日本自転車競技連盟
2012/08/11

ロンドンphoto 20120810

<BMX ストロムベルグス2大会連続金メダル>
BMX最終日の10日、レースは女子男子ともに準決勝・決勝が行われ、女子は2011年の世界チャンピオン、コロンビアのマリアナ・パホン(20)が、男子は前回の北京大会の覇者ラトビアのマリス・ストロムベルグス(25)が激戦を制し、オリンピックチャンピオンの座に着いた。

女子決勝に勝ち上がったのは、準決勝第1組からブキャナン(オーストラリア)、リード(イギリス)、クレイン(アメリカ)、ル・コルギーユ(フランス)の4選手。そして第2組からパホン(コロンビア)、ポティエ(フランス)、スマルダー(オランダ)、ウォーカー(ニュージーランド)の4選手の計8選手。3レース行われた準決勝の走りからはブキャナン、リード、パホン、ポティエといったところの好調さが目に付いた。レースはスタートと同時にインから4番目の位置のパホンが半車輪ほど他の選手をリードして1コーナーへ。この最初で最大のポイントをトップで通過したパホンはそのままフィニッシュまでそのポジションを守り切り1着。スタートダッシュの成功が金メダルを呼び寄せた。逆にこのスタートダッシュに失敗した地元イギリス期待のリードは6位。予選から好調な走りを見せていたブキャナンは5位という結果だった。銀メダルはニュージーランドのサラ・ウォーカー。そして銅メダルは、まだ18歳の新鋭、オランダのローラ・スマルダーが勝ち取った。

続いて行われた男子決勝は、フィールズ(アメリカ)、ヴァンデルビーゼン(オランダ)、フィリップ(イギリス)、ヒメネス・カイセド(コロンビア)、ウィロビー(オーストラリア)、ヴァンヘント(オランダ)、ストロムベルグス(ラトビア)、そしてオケンド・ザバラ(コロンビア)の8選手によって争われた。この日好調さを見せたのは、今年の世界チャンピオン、ウィロビーにアメリカチャンピオンのフィールズ。メディアの注目もこの2人に集まった。スタートは横一線からストロムベルグス、フィリップ、ウィロビー、そして、ヴァンデルビーゼンの4選手がややリード。しかし第1コーナーに入る手前でストロムベルグスが半車身ほど抜け出してそのまま1コーナーを通過。ここで勝負は決まった。
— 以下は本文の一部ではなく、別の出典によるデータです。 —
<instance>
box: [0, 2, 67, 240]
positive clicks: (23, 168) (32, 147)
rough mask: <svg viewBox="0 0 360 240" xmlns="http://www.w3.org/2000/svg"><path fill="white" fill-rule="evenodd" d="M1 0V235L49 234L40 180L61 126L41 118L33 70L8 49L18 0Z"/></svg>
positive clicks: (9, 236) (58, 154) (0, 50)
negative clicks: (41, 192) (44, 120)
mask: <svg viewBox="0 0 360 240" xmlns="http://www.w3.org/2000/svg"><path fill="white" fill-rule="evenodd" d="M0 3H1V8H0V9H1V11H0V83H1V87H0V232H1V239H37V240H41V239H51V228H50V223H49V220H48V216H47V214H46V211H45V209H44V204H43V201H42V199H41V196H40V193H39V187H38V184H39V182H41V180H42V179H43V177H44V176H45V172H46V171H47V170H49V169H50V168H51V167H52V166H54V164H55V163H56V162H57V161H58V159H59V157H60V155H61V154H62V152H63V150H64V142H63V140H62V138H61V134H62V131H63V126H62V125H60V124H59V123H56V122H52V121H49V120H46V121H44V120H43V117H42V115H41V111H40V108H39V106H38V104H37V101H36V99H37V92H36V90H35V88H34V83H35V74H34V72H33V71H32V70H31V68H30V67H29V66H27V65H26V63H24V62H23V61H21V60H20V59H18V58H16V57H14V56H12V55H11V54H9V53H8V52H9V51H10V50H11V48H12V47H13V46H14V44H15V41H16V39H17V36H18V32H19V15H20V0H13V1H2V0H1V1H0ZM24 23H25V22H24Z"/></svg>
女子同様第1コーナーで決定的なリードを手にしたストロムベルグスは、そのままパワフルかつしなやかな走りで後続を振り切り、2大会連続の金メダルを勝ち取った。2位銀メダルはオーストラリアのサム・ウィロビー。3位銅メダルはコロンビアのオケンド・ザバラという結果だった。

自転車競技は明日からいよいよロンドンオリンピック最後の競技、マウンテンバイクが始まる。日本からは明日11日に行われる女子クロスカントリーに片山梨絵、12日の男子クロスカントリーには山本幸平の日本チャンピオン2人が出場する。片山は7日に山本は8日にロンドンに入り、競技会場となるロンドン郊外のハードレー・ファームで調整に努めている。日本チームの鈴木雷太コーチによると、「2人とも調子はいいですよ。どっちも初めてのオリンピックではないので落ち着いてやるべき事をやっています。コースは岩場など人工セクションがすごく巧妙かつダイナミックにつくってあるので、そこをどう攻略するかがポイントになると思います。スピードが出やすいコースなので、スタートループを終えて本コースに入った時にどれぐらいのポジションにいるかがカギですね。山本選手に関しては彼向きのコースなのでベスト10内を1つの目標にしています。片山選手は、ポイントとなる人工セクションをうまくこなせれば、結構良いところに行くんじゃないかと期待しています。」と2人の出来に手応えを感じているような話しぶりだった。今日コースでは片山のみが明日のレースに備えて最終調整を行った。(選手強化スタッフ広報担当)

■片山梨絵選手
「時差ぼけがまだちょっとあるんですけど、筋肉の状態は良いし,精神的にもこんなにリラックスしていいのかと思うほどリラックスしているので、体調面は問題ないです。コースはかなりハイスピードなので、精神的にいいゾーンに入って、苦しさを感じない状態でどんどんプッシュしたいなと思います。ただ岩場などの人工セクションはハイスピードを維持しつつより加速したり減速したりといったテクニック的なところで繊細を要求されるので、そこは冷静かつプッシュで行きたいと思います。今までいろんな経験をしてきたので、今回のオリンピックは、レース自体がすごく楽しみな気持ちで迎えられています。なので自分に対するご褒美ぐらいの気持ちで自分の持てる力を全部発揮したいと思います。」